The authors of this report work at the People’s Liberation Army Navy (PLAN) Submarine Academy, suggesting they may be familiar with the latest PLA research into UUVs and their employment.

The article examines several concepts related to unmanned underwater vehicles (UUVs) employment in combat to include swarms of UUVs used for reconnaissance, pre-deployment of UUVs near chokepoints for an ambush, long-duration autonomous underwater patrols, and UUV communication methods.

It compares the relative advantages and disadvantages of UUVs compared to manned platforms for attacks and suggests there may be willingness to assume greater risk with UUVs.

This is a rich paper and will be of particular interest to those who research machine learning as it relates to UUVs and undersea warfare.

Summary

Autonomous technology in unmanned equipment is currently the most dynamic frontier technology field, and improving the level of intelligent decision-making is an inevitable trend in the development of unmanned underwater vehicles (UUVs). Torpedo attack decision-making is an important part of attack-type UUVs’ attack missions, and it is also the basis and premise for forming self-organizing cross-domain collaboration, autonomous cluster confrontation, and other operational capabilities. Beginning by sorting through the characteristics of operational use and typical mission styles, this article summarizes the advantages and disadvantages of UUVs compared to manned platforms, analyzes the decision-making content different from traditional torpedo attacks, expounds on the key issues that need to be resolved in implementing decision-making functions, and, based on the development status of machine learning technology, proposes an intelligent decision-making method suitable for solving problems such as large uncertainty in observation data, difficulty in guaranteeing real-time attack decision-making, and weak model perception interaction capabilities. This research can serve as a reference for future research in unmanned equipment development and intelligent decision-making fields.

Introduction

With the rapid development of equipment technology and military applications, unmanned underwater vehicles (UUVs) have become an important part of underwater offense and defense systems, and are pushing the development of underwater warfare from being human-led to a combination of human and unmanned. From the perspective of combat concepts, new styles of warfare such as unmanned system cluster warfare and cross-domain collaborative warfare have emerged. From the perspective of combat missions, the mission field of unmanned platforms has begun to expand from support to main combat. From the perspective of operational entities, unmanned platforms are gradually replacing some manned platforms as important forces impacting war. As an American think tank pointed out in a research report entitled “The Emerging Era in Undersea Warfare,” the future style of underwater warfare will develop towards the systematization of submarines/unmanned platforms, and submarines need to gradually transform from front-line tactical platforms similar to aircraft to collaborative platforms similar to aircraft carriers.3

Autonomous technology in unmanned equipment is currently the most dynamic frontier technology field, and improving the level of intelligence in decision-making is an inevitable trend in the development of UUVs.
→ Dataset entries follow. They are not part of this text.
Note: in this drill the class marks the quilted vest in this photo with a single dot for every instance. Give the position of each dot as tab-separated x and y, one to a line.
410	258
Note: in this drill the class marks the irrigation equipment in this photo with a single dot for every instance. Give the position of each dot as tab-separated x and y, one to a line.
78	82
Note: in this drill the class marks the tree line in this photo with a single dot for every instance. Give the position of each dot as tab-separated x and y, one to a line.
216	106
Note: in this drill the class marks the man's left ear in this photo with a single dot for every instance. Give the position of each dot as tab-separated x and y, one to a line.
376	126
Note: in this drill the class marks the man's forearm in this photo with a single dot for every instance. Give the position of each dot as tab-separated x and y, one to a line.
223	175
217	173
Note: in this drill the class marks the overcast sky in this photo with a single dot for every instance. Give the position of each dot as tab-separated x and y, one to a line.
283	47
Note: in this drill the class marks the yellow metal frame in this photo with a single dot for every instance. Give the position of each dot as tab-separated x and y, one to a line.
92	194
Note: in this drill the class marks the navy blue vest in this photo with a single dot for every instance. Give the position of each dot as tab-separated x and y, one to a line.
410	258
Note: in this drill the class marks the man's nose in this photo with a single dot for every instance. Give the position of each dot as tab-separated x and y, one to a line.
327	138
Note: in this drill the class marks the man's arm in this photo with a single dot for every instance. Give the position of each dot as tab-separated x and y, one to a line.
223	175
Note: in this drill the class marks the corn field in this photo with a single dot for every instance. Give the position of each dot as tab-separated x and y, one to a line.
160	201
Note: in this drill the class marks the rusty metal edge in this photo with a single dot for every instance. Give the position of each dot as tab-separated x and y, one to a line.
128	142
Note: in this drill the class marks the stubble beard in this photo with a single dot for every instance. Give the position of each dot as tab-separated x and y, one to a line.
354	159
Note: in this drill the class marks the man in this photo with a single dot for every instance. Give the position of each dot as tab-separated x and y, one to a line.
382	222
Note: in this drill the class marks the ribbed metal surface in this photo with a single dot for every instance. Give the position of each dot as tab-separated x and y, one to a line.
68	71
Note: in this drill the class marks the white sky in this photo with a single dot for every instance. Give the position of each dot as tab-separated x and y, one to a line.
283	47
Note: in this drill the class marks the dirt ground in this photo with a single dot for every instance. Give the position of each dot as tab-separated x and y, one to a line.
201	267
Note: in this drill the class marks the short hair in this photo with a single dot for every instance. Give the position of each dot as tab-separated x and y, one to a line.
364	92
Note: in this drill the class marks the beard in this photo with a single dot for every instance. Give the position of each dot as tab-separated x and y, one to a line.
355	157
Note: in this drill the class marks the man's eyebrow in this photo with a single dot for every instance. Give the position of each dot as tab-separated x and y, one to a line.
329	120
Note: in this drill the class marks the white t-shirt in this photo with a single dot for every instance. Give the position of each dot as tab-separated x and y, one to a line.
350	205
Torpedo attack decision-making is an important part of UUVs’ attack missions, and it is also the premise and foundation for unmanned equipment to form self-organizing cross-domain collaboration, autonomous cluster confrontation, and other operational capabilities. The torpedo attack decision-making of weaponized UUVs needs to be completed autonomously by the platform, which poses a series of new challenges and demands for its behavior modeling and intelligent decision-making methods. If the methods of manned platform torpedo attack decision-making are still used, the combat potential of unmanned platforms cannot be fully utilized. Therefore, it is urgent to study the intelligent decision-making methods that can meet its torpedo attack decision-making needs based on the operational characteristics and mission styles of UUV equipment, focusing on the special underwater battlefield environment. … … …

5     Conclusion

Intelligent decision-making in torpedo attacks has significant research implications for the generation of new-quality underwater combat capabilities. Currently, machine learning is in the stage of developing from “perceptual intelligence” to “cognitive intelligence.” Although it is relatively mature in dealing with problems in fields such as data mining and pattern recognition, the state-of-the-art (SOTA) performance in knowledge representation and logical reasoning still has difficulties in reaching the level of engineering application. Therefore, UUV torpedo attack intelligent decision-making requires the joint action of combat simulation technology, heuristic optimization algorithms, and machine learning technology. By fully utilizing the unique multimodal data fusion and general adaptive capabilities of machine learning, it can solve the above key problems and compensate for the shortcomings of traditional simulation decision-making methods in terms of dynamics and flexibility, and jointly serve the development of equipment control systems and software. For the next step, it is suggested to start from specific issues such as tactical situation recognition, effective position decision-making, and position maneuver planning, select key aspects suitable for intelligent decision-making research, and by introducing prior knowledge and task behavior simulation modeling methods, shrink the solution space in advance to improve the convergence efficiency of the intelligent learning model and prevent problems such as gradient disappearance or dimension disaster.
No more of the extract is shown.